Here's a previous discussion with comments
<http://news.ycombinator.com/item?id=581487>

------
jacques_chester
This article was expanded into a fairly readable little book.

------
lionhearted
Some good points, some bad points.

Re: studying business, yes, a lot of is useless. You get two very good things
out of it, and mostly only these two things:

1\. You get an overview of all the language, terms, and general domains of
business. You'll know most of the common business law clauses, the
fundamentals of accounting, basic economics, business models, different
management structures (who reports to who, centralized/decentralized, etc).

This stuff actually isn't super actionable, but it makes you know what you
don't know. So when an organization is having a hard time redoing their
product portfolio, R&D, or your company hits the wall after hiring a bunch of
people, you probably react a little bit faster and find some opinions on it a
little bit faster. The accounting and business law, by far, are the most
valuable things you get. (Project management and operations - scheduling,
utilization, re-estimating based on how far you're late right now, etc - are
good too. Finance is also good in theory, but can be learned adequately from
good books without instruction)

2\. Case studies. Almost anyone that studies business will tell you that the
case studies are the best part of it. So you'll do a few case studies on
crises, which helps you keep things together. Some of the seemingly obvious
solutions aren't obvious in a crisis. So you'll look at how Lou Gerstner
turned around IBM and the hurdles he had to face, how Tylenol dealt with the
tampering thing intelligently, how Bridgestone/Firestone didn't, why DHL
couldn't break into America successfully, etc. Many of these are super obvious
in retrospect, but actually walking through an executive's psychology during a
crisis helps you deal with it later when you have a crisis.

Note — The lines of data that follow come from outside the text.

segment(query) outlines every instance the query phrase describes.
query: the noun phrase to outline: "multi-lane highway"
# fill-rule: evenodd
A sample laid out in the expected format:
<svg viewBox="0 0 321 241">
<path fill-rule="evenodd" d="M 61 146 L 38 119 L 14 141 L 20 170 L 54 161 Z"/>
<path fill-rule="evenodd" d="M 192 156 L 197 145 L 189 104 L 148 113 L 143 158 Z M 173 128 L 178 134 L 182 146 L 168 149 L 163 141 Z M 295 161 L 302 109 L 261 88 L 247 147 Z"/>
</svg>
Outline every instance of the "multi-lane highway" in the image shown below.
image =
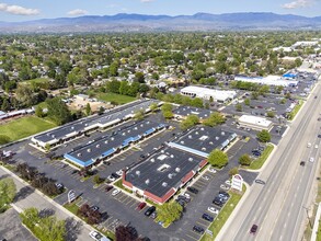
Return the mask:
<svg viewBox="0 0 321 241">
<path fill-rule="evenodd" d="M 290 124 L 270 163 L 259 175 L 265 185 L 254 184 L 247 199 L 225 227 L 218 240 L 301 240 L 306 208 L 313 204 L 312 184 L 320 158 L 321 96 L 318 84 L 297 118 Z M 308 147 L 308 142 L 311 147 Z M 316 145 L 318 148 L 316 148 Z M 313 162 L 310 162 L 313 158 Z M 305 161 L 305 165 L 300 162 Z M 250 234 L 252 225 L 256 234 Z"/>
</svg>

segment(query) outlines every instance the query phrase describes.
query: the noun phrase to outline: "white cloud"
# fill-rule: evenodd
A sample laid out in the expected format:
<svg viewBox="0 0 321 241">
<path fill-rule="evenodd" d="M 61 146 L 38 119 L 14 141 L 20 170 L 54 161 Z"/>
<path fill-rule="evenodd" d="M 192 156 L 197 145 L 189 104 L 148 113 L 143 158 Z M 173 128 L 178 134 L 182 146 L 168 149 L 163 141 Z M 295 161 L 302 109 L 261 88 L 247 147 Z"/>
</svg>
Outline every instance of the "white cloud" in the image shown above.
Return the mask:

Beyond that - sure, study philosophy. Philosophy is good too. Studying
business is no substitute for _doing_ business - it primarily gives you an
overview of the important domains, and immersion in a bunch of case studies.
If you don't go out and apply it, this is pretty much useless. A lot of it
isn't actionable without diving in. None of it is required for succeeding at
business.

But there is some value there beyond "outside of the box thinking" - a good
instructor on management might walk through the classical innovator's dilemma
where a business has high overhead supporting a large market that's going to
be cannibalized by an upcoming product. You'll look at a bunch of companies
that failed and died trying to transition, and a few that succeeded. It
doesn't guarantee success by any stretch, but gives you better chances.

Also, final thought - studying management/business is currently more geared
towards runnning a large, mature operation and less on entrepreneurship and
creativity and starting from scratch. That's starting to change a tiny little
bit, but you need to be very critical picking and choosing what to apply from
management studies if you're in a young company - the lack of structure and
ability to function in a loose and crazy environment is what makes startups
able to move fast and win. Trying to impose management theories broadly is
like taking a sledgehammer to that - though, there's tons of useful points
from hiring, business law, finding a business model and market fit, marketing,
and especially accounting and not having your expenses/cashflow get out of
control are valuable. The art and talent is figuring out where more structure
produces gains larger than the slowing-down effect they have on you.

------
pitdesi
I'm a former BCG consultant (but by no means a cheerleader for the industry),
the stuff about consulting that he writes I think is considerable horseshit...
if consulting didn't bring any value clients then why would almost all of the
fortune 500 hire them? There is a fantastic book on the issue called The Lords
of Strategy (<http://www.thelordsofstrategy.com/>). The term strategy really
came from management consultants. Speaking from my own experience, I think the
top firms (McKinsey, BCG, Bain certainly) create value. For me, the move to a
startup was more about quality of life and doing what I'm passionate about.

The author does a good job of hiding who he worked for... it seems that he
worked for Mitchell Madison which went bankrupt several times.